Myron Jobson, a Personal Finance Campaigner at interactive investor, responded to these findings.
She warned: “These scams feed on the FOMO (fear of missing out) culture that is rife on social media platforms, luring users in with phoney ‘too good to be true’ investment opportunities amid posts showing users living their ‘best life’.
“However, these scams have devastating consequences on victims, both financially and emotionally.
“There is an epidemic of financial scams in the UK which has been exacerbated over the past year by the pandemic, with fraudsters taking advantage of the Covid tumult to hide their nefarious schemes.
“We all have to be on the lookout for this, and social media firms have a big role to play to weed out scam adverts on their platforms.
“It is all too easy for unscrupulous individuals to promote their scams to the masses, so it is paramount that the Online Safety Bill puts a legal onus on these companies to do more in tackling the issue.
“Financial companies, charities as well as the regulator have been screaming for the bill to be amended accordingly.

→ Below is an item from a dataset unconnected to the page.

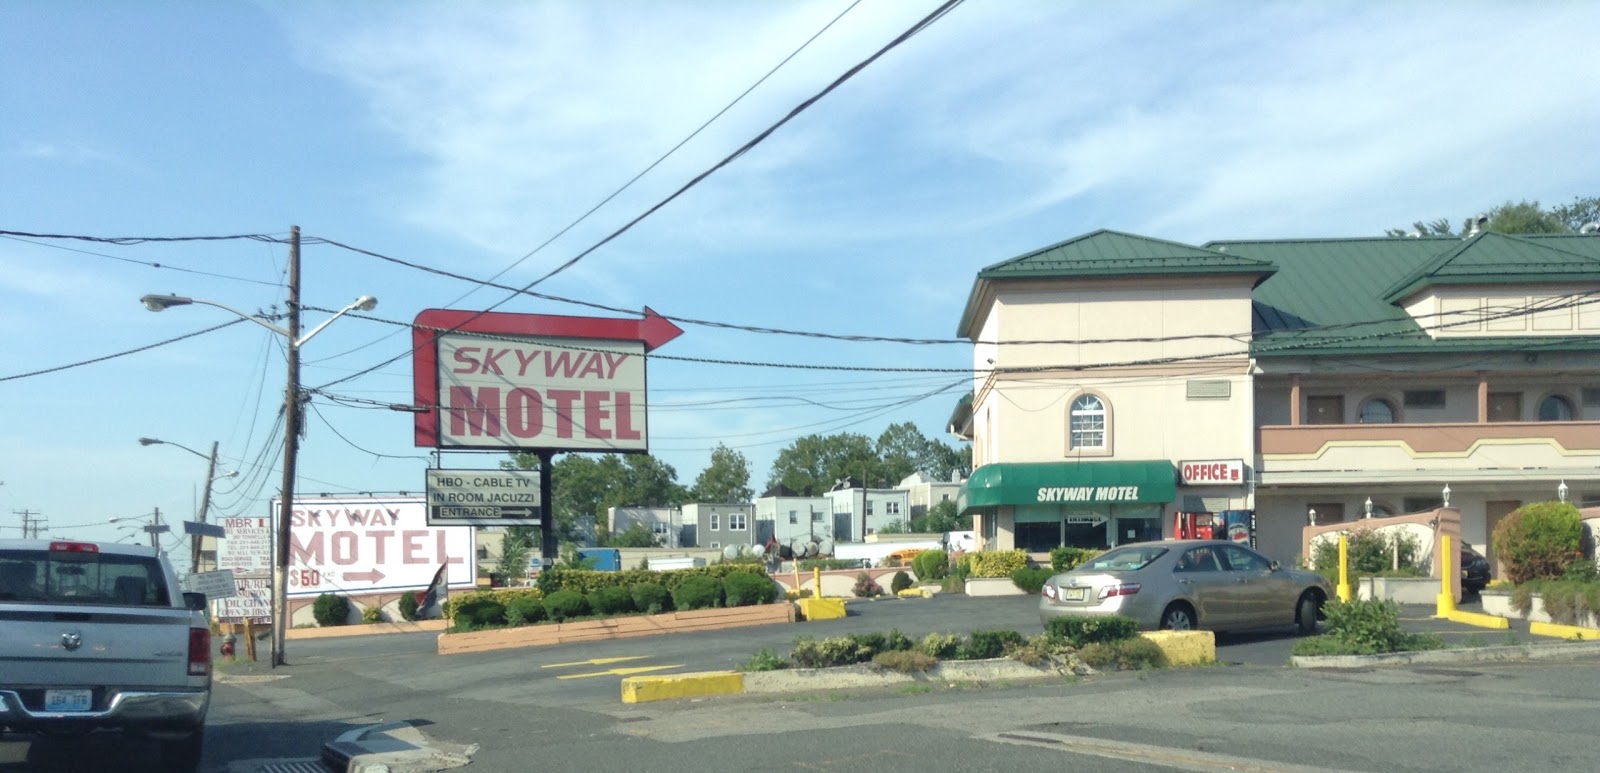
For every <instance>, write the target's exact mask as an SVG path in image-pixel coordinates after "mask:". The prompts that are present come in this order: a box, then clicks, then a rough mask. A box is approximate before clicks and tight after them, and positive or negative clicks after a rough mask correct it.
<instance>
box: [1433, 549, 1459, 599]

The Government must now act to pull the plug on social media scammers.”
Action Fraud concluded by highlighting how people can protect themselves from these damaging investment scams:
- Be suspicious if you are contacted out of the blue about an investment opportunity. This could be via a cold-call, an e-mail or an approach on social media.
- Don’t be rushed into making an investment. No legitimate organisation will pressure you into making a transaction, or committing to something on the spot. Take time to do your research.
- Seek advice from trusted friends, family members or independent professional advice services before making a significant financial decision. Even genuine investment schemes can be high risk.
- Use a financial advisor accredited by the Financial Conduct Authority. Paying for professional advice may seem like an unnecessary expense, but it will help prevent you from being scammed.
- Always check theFCA Register to make sure you’re dealing with an authorised firm and check the FCA Warning List of firms to avoid.
- Only use the telephone number and email address on the FCA Register, not the contact details the firm gives you and look out for subtle differences.
- Just because a company has a glossy website and glowing reviews from ‘high net worth’ investors does not mean it is genuine – fraudsters will go to great lengths to convince you they are not a scam.
- Remember, if something sounds too good to be true, it probably is.